Zumindest bei mir hat sich nun großes Interesse eingestellt (wie bei so vielen Büchern). Werde es wohl ordern müssen. :;:


Natürlich wird der eine oder andere Leser zu einen jeweiligen Punkt gerne mehr erfahren.

Möglicherweise liest Herr Baur deine Zeilen und steht dir Rede und Antwort.

Schnickes
29.09.13, 01:45
Ich komme zu einem ähnlichem Fazit. :grins:
http://gewässerwart.de/renaturierung-kleiner-fliessgewaesser-mit-oekologischen-methoden/

Albert
29.09.13, 11:25
Danke Schnickes und Toni für die Rezension.

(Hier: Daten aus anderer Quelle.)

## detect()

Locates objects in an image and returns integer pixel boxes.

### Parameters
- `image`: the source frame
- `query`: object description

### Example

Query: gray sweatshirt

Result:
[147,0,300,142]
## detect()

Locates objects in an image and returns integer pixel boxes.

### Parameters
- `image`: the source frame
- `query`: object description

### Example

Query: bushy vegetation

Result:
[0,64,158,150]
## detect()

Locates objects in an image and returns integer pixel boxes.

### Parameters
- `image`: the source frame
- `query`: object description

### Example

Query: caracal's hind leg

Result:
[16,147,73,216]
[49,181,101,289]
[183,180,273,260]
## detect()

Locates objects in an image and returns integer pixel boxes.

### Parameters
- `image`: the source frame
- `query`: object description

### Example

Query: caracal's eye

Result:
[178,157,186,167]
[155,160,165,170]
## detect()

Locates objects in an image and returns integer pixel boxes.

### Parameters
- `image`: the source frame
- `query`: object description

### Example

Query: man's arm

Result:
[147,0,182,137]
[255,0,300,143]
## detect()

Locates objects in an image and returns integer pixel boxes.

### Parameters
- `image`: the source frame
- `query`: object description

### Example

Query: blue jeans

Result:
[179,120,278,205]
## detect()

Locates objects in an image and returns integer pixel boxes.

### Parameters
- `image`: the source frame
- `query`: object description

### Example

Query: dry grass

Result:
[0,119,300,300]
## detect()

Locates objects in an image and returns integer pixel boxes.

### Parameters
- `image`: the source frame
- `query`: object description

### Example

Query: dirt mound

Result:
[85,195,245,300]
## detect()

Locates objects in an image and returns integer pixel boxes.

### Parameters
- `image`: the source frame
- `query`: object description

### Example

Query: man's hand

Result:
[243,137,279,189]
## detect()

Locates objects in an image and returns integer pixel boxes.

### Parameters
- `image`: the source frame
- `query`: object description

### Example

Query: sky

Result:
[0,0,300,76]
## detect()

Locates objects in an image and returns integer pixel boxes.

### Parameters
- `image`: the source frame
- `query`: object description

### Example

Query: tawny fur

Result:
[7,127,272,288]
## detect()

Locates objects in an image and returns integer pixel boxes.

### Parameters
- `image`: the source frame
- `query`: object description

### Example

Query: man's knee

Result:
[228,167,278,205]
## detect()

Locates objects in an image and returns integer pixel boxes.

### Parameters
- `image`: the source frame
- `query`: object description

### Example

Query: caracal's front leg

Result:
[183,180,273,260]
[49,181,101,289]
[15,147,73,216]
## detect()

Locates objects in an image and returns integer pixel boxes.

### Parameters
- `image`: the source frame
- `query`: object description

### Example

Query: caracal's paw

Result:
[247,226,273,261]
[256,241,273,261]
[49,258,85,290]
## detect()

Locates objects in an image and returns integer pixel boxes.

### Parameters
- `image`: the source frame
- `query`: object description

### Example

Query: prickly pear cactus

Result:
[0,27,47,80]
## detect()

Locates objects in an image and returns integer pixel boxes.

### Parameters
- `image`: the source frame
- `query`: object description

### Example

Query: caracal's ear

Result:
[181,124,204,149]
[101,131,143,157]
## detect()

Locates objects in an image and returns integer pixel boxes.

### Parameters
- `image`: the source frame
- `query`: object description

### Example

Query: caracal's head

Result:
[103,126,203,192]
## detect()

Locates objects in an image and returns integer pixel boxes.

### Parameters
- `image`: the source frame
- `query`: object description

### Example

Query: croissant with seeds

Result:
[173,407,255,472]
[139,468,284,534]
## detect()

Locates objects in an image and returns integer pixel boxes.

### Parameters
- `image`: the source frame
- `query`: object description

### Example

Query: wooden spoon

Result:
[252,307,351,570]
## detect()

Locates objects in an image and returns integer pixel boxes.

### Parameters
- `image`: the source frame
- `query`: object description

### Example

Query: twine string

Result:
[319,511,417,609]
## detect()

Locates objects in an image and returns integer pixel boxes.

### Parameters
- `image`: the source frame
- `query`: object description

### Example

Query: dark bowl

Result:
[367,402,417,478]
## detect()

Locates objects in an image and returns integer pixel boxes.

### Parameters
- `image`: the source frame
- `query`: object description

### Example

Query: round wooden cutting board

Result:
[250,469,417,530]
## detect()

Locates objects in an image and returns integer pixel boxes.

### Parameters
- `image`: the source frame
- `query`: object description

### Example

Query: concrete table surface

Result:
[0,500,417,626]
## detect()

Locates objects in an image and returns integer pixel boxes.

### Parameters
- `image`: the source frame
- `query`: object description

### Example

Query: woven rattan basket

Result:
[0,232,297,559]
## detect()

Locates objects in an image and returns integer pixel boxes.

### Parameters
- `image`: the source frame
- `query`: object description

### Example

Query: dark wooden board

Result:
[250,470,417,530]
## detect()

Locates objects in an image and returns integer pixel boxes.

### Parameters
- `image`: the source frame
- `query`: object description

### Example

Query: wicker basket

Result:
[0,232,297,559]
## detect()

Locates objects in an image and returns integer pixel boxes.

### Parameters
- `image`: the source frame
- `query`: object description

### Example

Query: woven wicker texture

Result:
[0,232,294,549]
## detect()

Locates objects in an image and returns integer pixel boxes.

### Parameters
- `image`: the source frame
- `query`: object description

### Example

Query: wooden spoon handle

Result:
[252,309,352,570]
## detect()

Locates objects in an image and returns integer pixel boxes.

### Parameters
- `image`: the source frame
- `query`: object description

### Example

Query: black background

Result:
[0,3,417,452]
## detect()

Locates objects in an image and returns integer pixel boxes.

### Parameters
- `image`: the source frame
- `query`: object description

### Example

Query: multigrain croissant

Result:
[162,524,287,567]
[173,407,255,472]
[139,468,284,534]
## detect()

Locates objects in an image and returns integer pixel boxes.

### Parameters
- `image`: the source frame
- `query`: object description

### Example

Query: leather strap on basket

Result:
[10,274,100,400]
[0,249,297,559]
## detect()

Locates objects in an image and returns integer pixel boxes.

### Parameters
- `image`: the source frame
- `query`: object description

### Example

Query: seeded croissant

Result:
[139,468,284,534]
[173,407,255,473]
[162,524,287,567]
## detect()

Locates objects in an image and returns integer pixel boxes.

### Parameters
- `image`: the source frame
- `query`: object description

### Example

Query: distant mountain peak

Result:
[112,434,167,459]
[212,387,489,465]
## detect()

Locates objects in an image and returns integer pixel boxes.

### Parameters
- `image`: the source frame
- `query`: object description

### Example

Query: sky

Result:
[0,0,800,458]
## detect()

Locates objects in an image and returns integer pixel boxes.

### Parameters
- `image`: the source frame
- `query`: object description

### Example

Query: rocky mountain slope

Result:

Werde mir das Buch auch zulegen.

Zu den Störsteinen noch eine Anmerkung.
Anfang der 90ziger Jahre hab ich einen ersten Bericht aus der Schweiz gelesen und die
Vorteile für den Fluss wurden da alle genannt.
Leider haben aber Wasserbauingeneure bei Renaturierungen damit ein Problem.
Die Steine sind die Störer bei Hochwasserabflüssen. Denn einen anderen Weg darf sich ein Bach/Fluss
nicht suchen. Und die Steine würden bei Hochwasser dabei helfen, Uferabbrüche zu forcieren.

Toni
29.09.13, 16:39
Wer hat den da die Formatierung so nett aufgehübscht? Warst du das Mattes? :Bravo:

Jürgen W aus T
29.09.13, 18:28
und für das Norddeutsche Tiefland, ist dann wohl "Lebendige Flüsse und Bäche" ISBN: 3-89811-546-1 das Standard Werk.

Thorsten
01.10.13, 07:32
Toni,

danke für die spannende Rezension. Da mein Interesse am Amt als Gewässerwart vor Jahren maßgeblich durch die Literatur von Herrn Baur mit begründet wurde, werde ich mir auch ein Exemplar zum Smökern zulegen.

Thorsten
05.10.13, 21:27
Das Exemplar habe ich direkt nach meinem letzten Post bestellt, und heute lag es im Briefkasten, also super schneller Service des LFVBW, wenn man bedenkt, dass ein Feiertag dazwischen lag. Ich freue mich nun darauf zu schmökern.

Baur Werner
12.02.15, 12:55
Hallo liebe Gewässerwarte,

ganz herzlichen Dank für die zahlreichen Besprechungen meines neuesten Buches "Renaturierung kleiner Fließgewässer mit ökologischen Methoden". Besonderen Dank für die Vorschläge, womit sich das Buch auch befassen sollte, damit Sie vor Ort möglichst viele Hilfen bekommen. Ich habe alles gründlich analysiert, und in der zweiten Auflage werden sich die Autoren der Vorschläge wiederfinden. Schließlich bin ich herzlich dankbar dafür, wenn möglichst viele Rückmeldungen kommen, um das Buch zu verbessern, Ihnen möglichst viele Hilfen zu geben. Die Erfahrung der Praktiker, das ist das, was ein gutes Buch braucht.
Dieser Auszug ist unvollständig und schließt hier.